Cabinet secretaries and other top officials are gathering at the White House complex Saturday to act out the roles they would play in a smallpox outbreak.

The four-hour drill, designed to test the federal government's smallpox response plans, won't be attended by the president, White House press secretary Scott McClellan said Friday.

Officials conducted a similar "tabletop exercise" in December to examine the nation's readiness for pandemic flu. The drills are kept behind closed doors.
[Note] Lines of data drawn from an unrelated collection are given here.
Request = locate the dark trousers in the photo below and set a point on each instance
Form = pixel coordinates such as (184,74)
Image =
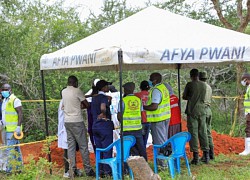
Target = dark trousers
(138,149)
(90,123)
(198,129)
(103,138)
(247,130)
(145,133)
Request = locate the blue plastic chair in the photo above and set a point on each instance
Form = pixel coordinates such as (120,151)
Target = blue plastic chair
(115,162)
(178,143)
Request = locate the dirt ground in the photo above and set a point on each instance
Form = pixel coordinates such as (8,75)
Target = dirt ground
(223,144)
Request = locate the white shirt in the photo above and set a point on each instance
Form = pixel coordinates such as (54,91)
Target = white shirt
(17,103)
(62,134)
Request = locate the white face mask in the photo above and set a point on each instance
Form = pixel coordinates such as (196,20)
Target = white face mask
(244,82)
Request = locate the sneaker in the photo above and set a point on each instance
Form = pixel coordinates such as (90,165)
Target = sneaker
(66,175)
(78,173)
(91,173)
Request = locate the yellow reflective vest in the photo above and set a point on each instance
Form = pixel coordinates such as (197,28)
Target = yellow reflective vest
(132,113)
(11,116)
(247,101)
(163,112)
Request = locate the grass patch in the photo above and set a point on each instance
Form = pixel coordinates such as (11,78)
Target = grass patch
(224,167)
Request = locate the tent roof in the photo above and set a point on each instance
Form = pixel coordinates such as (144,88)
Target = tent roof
(152,39)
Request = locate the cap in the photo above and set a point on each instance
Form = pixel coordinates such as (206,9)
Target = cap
(100,84)
(112,88)
(144,85)
(194,72)
(203,75)
(95,81)
(129,86)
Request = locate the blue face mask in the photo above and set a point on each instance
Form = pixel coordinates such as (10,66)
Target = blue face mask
(5,94)
(150,83)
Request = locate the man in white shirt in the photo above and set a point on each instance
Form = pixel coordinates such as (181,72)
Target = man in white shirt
(73,100)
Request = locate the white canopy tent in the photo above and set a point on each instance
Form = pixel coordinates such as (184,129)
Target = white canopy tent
(151,39)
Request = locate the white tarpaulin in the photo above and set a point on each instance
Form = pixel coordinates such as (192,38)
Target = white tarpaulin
(152,39)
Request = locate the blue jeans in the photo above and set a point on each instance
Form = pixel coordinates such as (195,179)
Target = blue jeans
(138,149)
(10,141)
(145,132)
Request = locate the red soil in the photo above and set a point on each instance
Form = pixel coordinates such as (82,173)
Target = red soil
(223,144)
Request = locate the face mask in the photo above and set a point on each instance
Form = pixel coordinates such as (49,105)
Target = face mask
(244,82)
(150,83)
(5,94)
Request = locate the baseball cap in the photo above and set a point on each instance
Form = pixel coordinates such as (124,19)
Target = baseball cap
(203,75)
(100,84)
(144,85)
(95,81)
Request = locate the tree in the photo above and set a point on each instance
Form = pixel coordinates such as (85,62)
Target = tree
(28,30)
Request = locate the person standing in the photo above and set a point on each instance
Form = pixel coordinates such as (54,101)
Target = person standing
(245,81)
(194,93)
(12,116)
(92,92)
(130,115)
(143,95)
(3,159)
(102,125)
(208,98)
(158,110)
(62,141)
(73,99)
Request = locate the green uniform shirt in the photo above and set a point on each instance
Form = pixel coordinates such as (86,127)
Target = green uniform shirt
(208,96)
(195,93)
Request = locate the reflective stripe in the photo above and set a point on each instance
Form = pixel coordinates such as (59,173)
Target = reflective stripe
(164,105)
(11,113)
(174,105)
(132,113)
(11,116)
(133,127)
(11,123)
(131,118)
(163,112)
(158,115)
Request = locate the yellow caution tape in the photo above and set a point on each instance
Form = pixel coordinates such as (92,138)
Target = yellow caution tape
(18,137)
(51,138)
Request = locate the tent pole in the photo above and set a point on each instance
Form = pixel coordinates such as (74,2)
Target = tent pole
(179,86)
(120,60)
(45,114)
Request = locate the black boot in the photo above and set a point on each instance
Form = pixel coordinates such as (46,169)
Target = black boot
(195,160)
(205,158)
(211,153)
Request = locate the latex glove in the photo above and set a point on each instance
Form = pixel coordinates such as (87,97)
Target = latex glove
(18,130)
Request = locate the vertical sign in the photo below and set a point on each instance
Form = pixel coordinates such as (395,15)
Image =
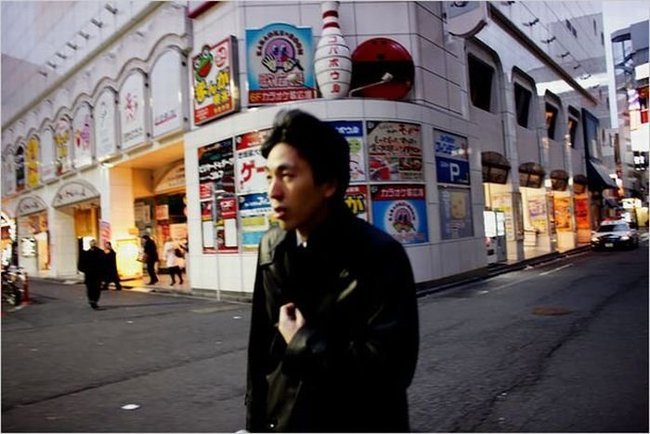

"The president directed his Cabinet to conduct a series of such exercises to assess our response efforts to catastrophic attacks," McClellan said.

The United States ended routine childhood vaccination against smallpox in 1971, and the World Health Organization reported the disease was eradicated in 1980.

But there are fears that smallpox could be used by terrorists as a biological weapon. About 15 months after the Sept. 11, 2001, attacks, the U.S. government ordered certain military personnel vaccinated and recommended shots for front-line health care workers.

The president did not attend the pandemic flu drill, and was to be at Camp David, the presidential retreat in the nearby Maryland mountains, during this one.

After the flu drill, conducted around a C-shaped table for four hours, officials said it showed that saving lives and containing the economic damage of a pandemic flu would require more planning in local communities and increased production of vaccines and medications.